In this way, in the case of the power conversion control system vi, to which the configuration of the other embodiment shown in FIG. Therefore, the life of the brake shoe can be extended.

[Effects of the Invention] As explained above, when the present invention is configured to control the thyristor firing angle of the thyristor bridge, the current change on the bridge DC side is not taken into account during regenerative operation (high power Since the ratio can be obtained, the equipment (capacity) on the AC power supply side can be made smaller.

Moreover, since the regenerative operation is stable, it saves labor and energy. Furthermore, since the thyristor firing angle can be easily controlled, there are advantages such as ease of maintenance and adjustment of the entire device.

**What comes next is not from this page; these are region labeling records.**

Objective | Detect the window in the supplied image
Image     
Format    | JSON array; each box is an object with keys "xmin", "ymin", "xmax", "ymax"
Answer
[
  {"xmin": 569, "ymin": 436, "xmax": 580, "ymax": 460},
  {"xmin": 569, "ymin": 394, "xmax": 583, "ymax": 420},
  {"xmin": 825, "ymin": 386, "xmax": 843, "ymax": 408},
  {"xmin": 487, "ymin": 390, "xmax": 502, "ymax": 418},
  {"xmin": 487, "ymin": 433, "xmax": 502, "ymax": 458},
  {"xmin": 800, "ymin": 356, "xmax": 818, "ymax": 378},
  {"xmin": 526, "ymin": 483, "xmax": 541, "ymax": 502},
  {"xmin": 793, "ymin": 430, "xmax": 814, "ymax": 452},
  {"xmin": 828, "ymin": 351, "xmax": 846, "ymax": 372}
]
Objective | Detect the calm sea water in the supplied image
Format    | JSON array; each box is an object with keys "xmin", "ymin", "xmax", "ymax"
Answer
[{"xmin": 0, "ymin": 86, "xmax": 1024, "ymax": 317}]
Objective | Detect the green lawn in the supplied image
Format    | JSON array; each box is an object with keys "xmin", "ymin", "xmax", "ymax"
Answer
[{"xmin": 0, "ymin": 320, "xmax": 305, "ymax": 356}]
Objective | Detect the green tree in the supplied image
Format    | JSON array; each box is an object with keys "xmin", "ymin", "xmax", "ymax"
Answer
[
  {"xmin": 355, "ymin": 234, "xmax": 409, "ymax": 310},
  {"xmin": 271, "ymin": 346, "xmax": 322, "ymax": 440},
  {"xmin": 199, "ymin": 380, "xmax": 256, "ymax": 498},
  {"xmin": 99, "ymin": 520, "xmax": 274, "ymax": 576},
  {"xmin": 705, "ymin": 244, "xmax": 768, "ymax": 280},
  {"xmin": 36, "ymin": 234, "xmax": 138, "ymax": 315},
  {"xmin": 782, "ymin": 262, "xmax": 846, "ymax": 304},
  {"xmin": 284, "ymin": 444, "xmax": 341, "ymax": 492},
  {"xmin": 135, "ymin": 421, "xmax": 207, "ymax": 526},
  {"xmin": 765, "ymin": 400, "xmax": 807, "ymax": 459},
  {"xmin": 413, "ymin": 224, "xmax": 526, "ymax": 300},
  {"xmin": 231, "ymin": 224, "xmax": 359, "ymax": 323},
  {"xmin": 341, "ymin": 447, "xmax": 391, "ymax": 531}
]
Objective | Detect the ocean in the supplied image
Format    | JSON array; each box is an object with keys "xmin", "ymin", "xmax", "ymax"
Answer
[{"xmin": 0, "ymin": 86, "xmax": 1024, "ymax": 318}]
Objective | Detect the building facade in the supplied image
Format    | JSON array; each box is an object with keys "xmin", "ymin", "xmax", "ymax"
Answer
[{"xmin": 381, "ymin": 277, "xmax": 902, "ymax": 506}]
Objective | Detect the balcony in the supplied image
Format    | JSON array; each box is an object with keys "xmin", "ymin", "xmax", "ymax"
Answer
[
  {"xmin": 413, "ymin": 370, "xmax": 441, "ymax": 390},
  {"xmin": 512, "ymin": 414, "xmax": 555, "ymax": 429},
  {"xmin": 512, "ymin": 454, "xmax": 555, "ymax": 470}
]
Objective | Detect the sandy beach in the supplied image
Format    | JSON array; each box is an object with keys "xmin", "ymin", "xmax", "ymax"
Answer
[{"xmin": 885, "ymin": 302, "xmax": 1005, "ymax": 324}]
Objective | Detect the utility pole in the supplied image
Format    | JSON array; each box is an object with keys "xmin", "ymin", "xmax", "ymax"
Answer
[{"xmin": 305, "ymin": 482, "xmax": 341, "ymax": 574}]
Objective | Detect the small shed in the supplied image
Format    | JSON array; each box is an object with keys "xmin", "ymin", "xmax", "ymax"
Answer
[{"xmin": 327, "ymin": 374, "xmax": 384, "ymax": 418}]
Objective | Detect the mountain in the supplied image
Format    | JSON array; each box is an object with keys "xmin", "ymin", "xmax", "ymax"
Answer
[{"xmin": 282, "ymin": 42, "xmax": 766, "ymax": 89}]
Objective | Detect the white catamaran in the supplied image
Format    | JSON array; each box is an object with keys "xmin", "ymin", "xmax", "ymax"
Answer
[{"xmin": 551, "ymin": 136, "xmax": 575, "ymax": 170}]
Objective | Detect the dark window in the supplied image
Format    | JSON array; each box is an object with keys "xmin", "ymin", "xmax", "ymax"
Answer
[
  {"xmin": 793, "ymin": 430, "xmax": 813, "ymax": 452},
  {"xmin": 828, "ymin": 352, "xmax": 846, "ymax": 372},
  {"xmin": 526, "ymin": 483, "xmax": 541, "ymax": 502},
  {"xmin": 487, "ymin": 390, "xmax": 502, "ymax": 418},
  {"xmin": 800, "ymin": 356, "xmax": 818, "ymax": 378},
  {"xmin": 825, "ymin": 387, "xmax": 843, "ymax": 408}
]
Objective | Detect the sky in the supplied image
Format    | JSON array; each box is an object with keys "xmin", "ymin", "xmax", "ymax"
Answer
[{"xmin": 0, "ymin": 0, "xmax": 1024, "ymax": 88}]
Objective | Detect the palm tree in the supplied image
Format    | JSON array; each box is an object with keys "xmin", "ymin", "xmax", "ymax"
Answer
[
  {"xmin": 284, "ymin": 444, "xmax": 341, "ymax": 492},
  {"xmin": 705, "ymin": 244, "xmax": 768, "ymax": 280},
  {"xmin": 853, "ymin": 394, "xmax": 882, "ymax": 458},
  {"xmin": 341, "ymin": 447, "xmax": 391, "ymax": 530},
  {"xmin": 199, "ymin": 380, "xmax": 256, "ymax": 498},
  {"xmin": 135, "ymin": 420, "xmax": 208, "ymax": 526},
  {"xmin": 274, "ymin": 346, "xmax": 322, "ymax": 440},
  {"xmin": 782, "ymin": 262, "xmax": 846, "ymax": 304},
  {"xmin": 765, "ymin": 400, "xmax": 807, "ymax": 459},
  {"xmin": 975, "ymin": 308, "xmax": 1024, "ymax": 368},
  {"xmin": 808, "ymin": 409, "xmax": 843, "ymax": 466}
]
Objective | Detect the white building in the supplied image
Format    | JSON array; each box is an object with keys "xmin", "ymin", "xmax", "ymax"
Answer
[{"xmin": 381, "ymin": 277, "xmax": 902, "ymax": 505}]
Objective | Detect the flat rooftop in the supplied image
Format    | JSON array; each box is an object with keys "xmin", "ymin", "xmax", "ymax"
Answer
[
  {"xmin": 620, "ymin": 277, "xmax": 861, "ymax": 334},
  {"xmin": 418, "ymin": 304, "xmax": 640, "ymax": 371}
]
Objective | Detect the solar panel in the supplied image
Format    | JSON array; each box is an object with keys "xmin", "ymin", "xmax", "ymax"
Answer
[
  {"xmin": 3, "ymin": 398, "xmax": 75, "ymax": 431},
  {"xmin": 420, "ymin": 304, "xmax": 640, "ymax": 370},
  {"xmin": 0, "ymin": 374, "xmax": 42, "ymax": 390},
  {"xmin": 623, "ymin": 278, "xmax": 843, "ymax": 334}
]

[Brief explanation of the drawing]

FIG. 1 is a block diagram schematically showing a circuit configuration including a power conversion control device according to an embodiment of the present invention, and FIG. 2 is a DC current-DC voltage of a silister bridge in the circuit configuration of the embodiment. Figure 3 is a block diagram showing the outline of another embodiment to which this invention is applied, and Figure 4 is a diagram showing the DC current vs. DC voltage when controlling the thyrisk bridge with the circuit configuration of the other embodiment. FIG. 3 is a diagram showing characteristics. 1... Power conversion control device 2... Bridge circuit section 3... Thyristor bridge 4... Upper limit pattern generation circuit 5... Lower limit pattern generation circuit 6... Comparator 7... Comparator 8 ... β setting circuit 9 ... Gate amplifier 10 ... AC power supply 20 ... Suppression means 21, 22, 23 ... AND circuit 24 ... NOT circuit 25 ... Comparator 26 ...・OR circuit

Claims (2)

[Claims] (1) In a device that performs power conversion control by controlling the thyristor firing angle of a thyristor bridge capable of reversible AC/DC conversion, during power regeneration operation in which DC power is reversely converted to AC power by the thyristor bridge, the AC side of the bridge is A means for receiving a power supply voltage and setting a DC upper limit voltage and a DC lower limit voltage according to the power supply voltage on the AC side of the bridge; A power conversion control device comprising: means for controlling a thyristor firing angle so that a DC side voltage is changed; (2) The means for controlling the thyristor firing angle increases the control advance angle of each of the thyristors stepwise when the bridge DC side voltage is larger than the DC upper limit voltage, so that the bridge DC side voltage becomes the DC lower limit. When the voltage is smaller than the DC voltage, the control lead angle is decreased stepwise, and when the bridge DC side voltage is between the DC upper limit voltage and the DC lower limit voltage, the control lead angle is fixed. The power conversion control device according to scope 1.